A major drawback arising from the use of fatty acids or their salts is that an adequately uniform coating of the pigments is not achieved: This non-uniformity of the coating can result in agglomeration or floatation of the pigments in subsequent processing, yielding an unacceptable end product.
It has also been proposed to use a silicone coating in a method which calls for the tumbling of the pigment while spraying the pigment with silicone in a 2% solution with a carrier, and then heating the pigment, in the presence of a catalyst, to approximately 70.degree. C. in order to cure the silicone.
This method also suffers from the problems of non-uniformity and complete curing of the silicone does not occur. Untreated silicone can form a layer on top of the liquid make-up. Additionally, uncured silicone can react with moisture and alcohol forming hydrogen gas.
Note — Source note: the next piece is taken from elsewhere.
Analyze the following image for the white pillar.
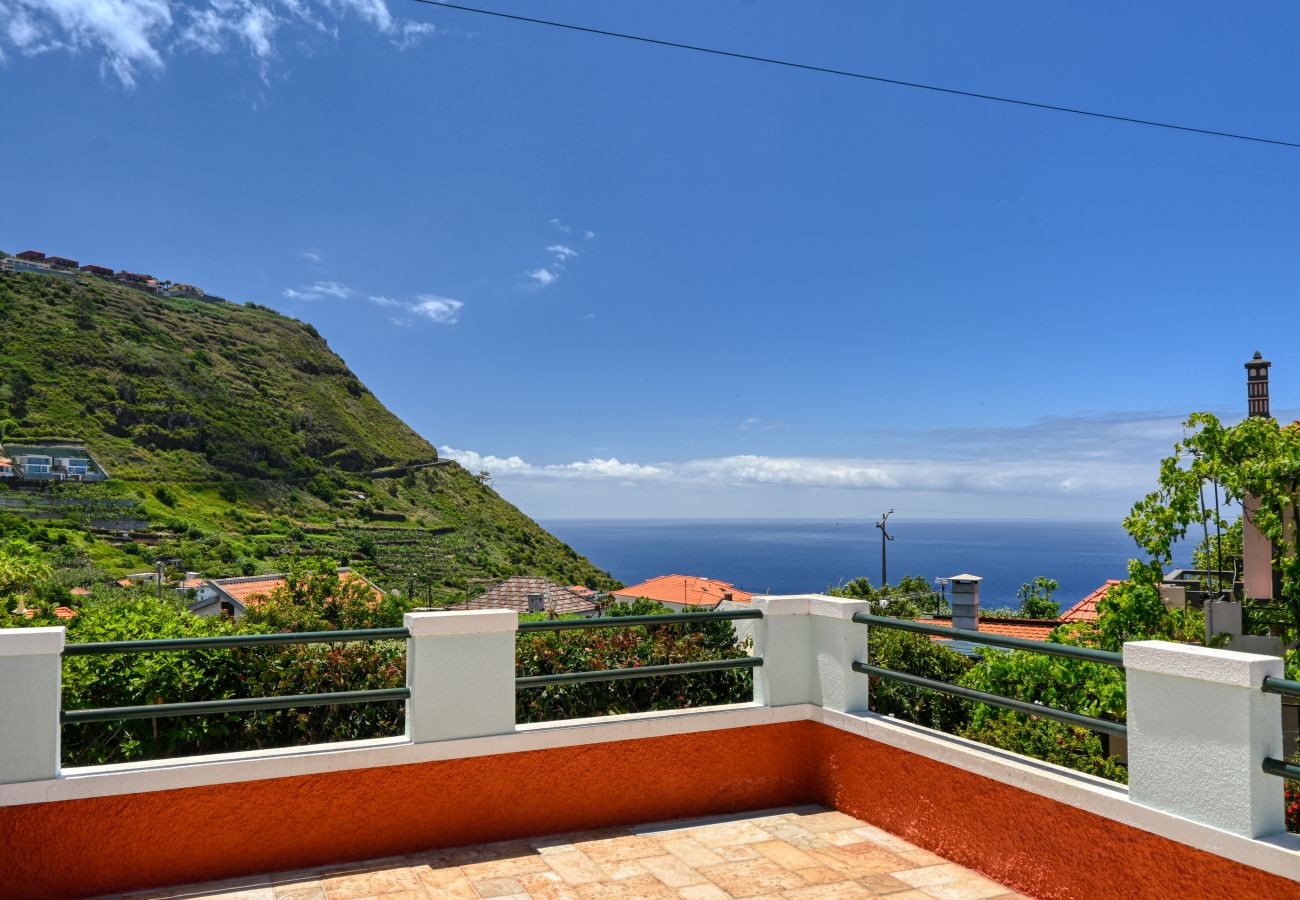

Other drawbacks inherent with the silicone coating process are a reduced gloss of the finished product and reduced hiding power of the pigment. The reduced hiding power can result in requiring up to 25% more pigment in the cosmetic. An increase in pigment further increases the problems associated with non-uniformly coated pigments and uncured silicone on the pigments.
In summary, there has been a longfelt need for a simple system to improve the dispersibilty of pigments to be used in nail polish. In particular, there is a need to provide a system which can be used to pre-treat the pigment before grinding, will coat newly exposed surfaces of the pigment effectively during the grinding process, and can reduce the need for dispersion agents in the end-product nail polish. It is furthermore important that any such pigment treatment system not affect the performance of the pigment, notably its hiding power and color.